"Waterloo doesn't have a bus pass? Are you serious? Oh my God, that's good to know," he says. "They should have bus passes. They should have a sustainability office and a sustainability co-ordinator."
- Michael M'Gonigle.

He's helped activate movements before.
M'Gonigle isn't coming... He's here!

Everyone please join in the movement on Tuesday to talk about how we can have a more accountable university and sustainable community. I met Michael at Arizona State University, and we had a chat on the lawn over lunch with a few others from across Canada in how we can make a change in campuses across this country. They change we'll need to move to a campus that actually deals with issues like climate change.

He'll be hosting a student colloquium at 2:30pm in the ES Courtyard (ES1 by living walls) and a public lecture at 7:00pm in the Festival Room, South Campus Hall.

from Saturday's Record...Greenpeace founder speaks at UW Tuesday
M'Gonigle's lecture will draw on his book, Planet U


Michael M'Gonigle rolls into the University of Waterloo next week on an unprecedented wave of concern for the environment.
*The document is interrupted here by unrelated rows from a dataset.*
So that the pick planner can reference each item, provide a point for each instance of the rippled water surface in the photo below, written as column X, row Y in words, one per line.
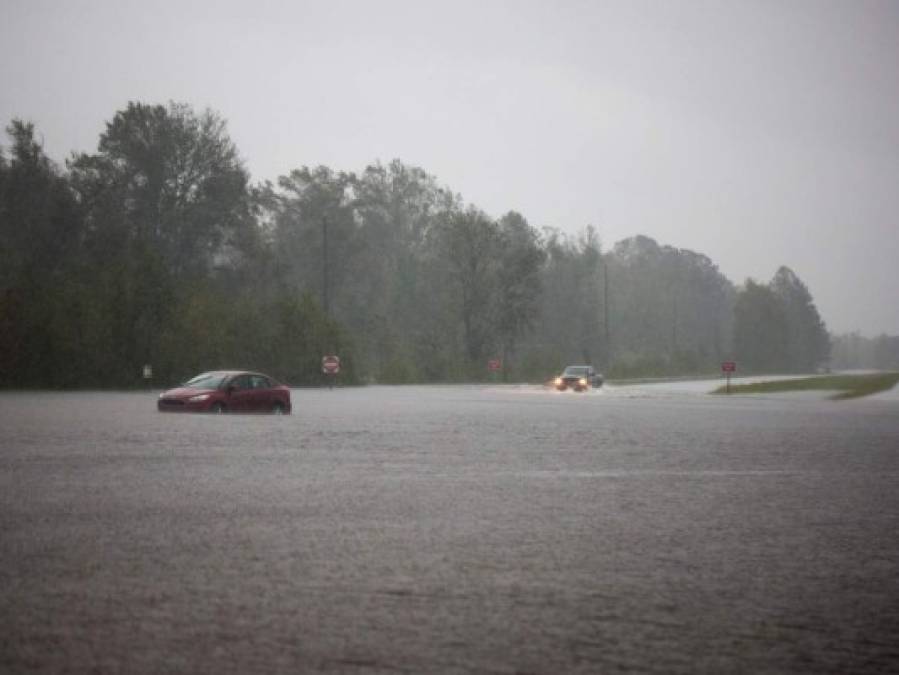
column 451, row 529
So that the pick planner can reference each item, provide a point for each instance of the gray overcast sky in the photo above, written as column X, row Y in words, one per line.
column 759, row 133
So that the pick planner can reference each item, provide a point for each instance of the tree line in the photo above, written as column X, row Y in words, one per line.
column 158, row 249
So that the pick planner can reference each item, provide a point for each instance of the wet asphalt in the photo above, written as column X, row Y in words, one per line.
column 451, row 530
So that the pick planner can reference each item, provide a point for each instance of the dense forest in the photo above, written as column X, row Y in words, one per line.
column 157, row 249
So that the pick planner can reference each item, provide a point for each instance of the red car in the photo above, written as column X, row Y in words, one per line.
column 227, row 391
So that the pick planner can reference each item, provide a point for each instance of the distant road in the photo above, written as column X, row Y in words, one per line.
column 451, row 529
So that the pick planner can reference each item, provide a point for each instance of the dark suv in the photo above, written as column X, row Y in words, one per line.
column 579, row 378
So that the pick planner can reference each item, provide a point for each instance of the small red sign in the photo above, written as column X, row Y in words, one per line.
column 330, row 365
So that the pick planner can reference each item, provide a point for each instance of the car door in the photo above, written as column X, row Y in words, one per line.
column 240, row 398
column 262, row 393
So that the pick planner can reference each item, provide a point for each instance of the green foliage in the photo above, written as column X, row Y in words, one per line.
column 156, row 249
column 849, row 386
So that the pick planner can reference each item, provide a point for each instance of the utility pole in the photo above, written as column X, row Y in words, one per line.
column 325, row 301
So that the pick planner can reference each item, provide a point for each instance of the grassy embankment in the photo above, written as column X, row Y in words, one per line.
column 849, row 386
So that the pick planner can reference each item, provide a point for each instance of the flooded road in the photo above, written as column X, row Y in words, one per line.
column 451, row 529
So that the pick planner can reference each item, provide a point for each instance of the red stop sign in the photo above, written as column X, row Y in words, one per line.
column 330, row 365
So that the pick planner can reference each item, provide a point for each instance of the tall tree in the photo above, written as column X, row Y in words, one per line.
column 808, row 344
column 761, row 333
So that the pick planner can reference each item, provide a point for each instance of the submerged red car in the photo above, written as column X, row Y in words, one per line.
column 223, row 391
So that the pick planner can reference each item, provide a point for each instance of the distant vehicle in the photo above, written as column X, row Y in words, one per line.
column 579, row 378
column 227, row 391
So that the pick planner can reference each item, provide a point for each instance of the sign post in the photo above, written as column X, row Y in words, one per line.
column 330, row 367
column 727, row 368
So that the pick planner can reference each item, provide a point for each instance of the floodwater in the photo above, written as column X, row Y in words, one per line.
column 453, row 530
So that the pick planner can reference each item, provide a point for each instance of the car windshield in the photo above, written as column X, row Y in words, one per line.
column 206, row 381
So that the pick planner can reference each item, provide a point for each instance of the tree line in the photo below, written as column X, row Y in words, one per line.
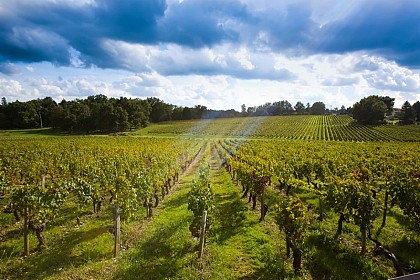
column 377, row 109
column 102, row 114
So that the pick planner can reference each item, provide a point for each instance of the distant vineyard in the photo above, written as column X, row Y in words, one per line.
column 325, row 128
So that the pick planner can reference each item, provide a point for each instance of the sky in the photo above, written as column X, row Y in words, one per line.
column 216, row 53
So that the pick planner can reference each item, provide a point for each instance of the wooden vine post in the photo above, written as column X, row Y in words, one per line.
column 202, row 234
column 25, row 231
column 117, row 230
column 263, row 210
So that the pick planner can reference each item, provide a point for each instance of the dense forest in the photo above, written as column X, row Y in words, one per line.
column 102, row 114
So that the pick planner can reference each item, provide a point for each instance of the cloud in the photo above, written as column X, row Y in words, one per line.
column 8, row 68
column 388, row 29
column 103, row 33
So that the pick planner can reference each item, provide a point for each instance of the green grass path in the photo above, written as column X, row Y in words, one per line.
column 238, row 246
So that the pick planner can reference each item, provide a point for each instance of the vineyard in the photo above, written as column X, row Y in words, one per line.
column 325, row 128
column 280, row 204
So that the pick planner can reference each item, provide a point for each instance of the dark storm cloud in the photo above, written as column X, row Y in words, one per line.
column 34, row 31
column 8, row 68
column 203, row 23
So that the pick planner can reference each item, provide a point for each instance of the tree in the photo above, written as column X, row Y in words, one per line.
column 318, row 108
column 408, row 115
column 369, row 110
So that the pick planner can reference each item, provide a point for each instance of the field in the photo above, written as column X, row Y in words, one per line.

As a founder of Greenpeace International and a front-line environmentalist for more than 30 years, M'Gonigle is ecstatic to see the environment and climate-change as top-of-mind issues for Canadians.

But that's not enough, he says in a telephone interview from Victoria, where he practises law and teaches at the University of Victoria.

"My big concern is that there is a kind of issue-attention cycle, and it's really important that real leadership comes out of this and people seize the opportunity to do much more than just band-aid solutions," M'Gonigle says.

The environment has not been as big an issue since the acid-rain debates of the mid-1980s.

"The problem, though, is there is a correlation between how well the economy is doing and people's willingness to put the environment on top, but when the economy starts to slide, concern for the environment slides," M'Gonigle says.

"So it's a contradiction, a big contradiction. So being able to take advantage of this particular important window to start some pretty major re-thinking is a big challenge," M'Gonigle says.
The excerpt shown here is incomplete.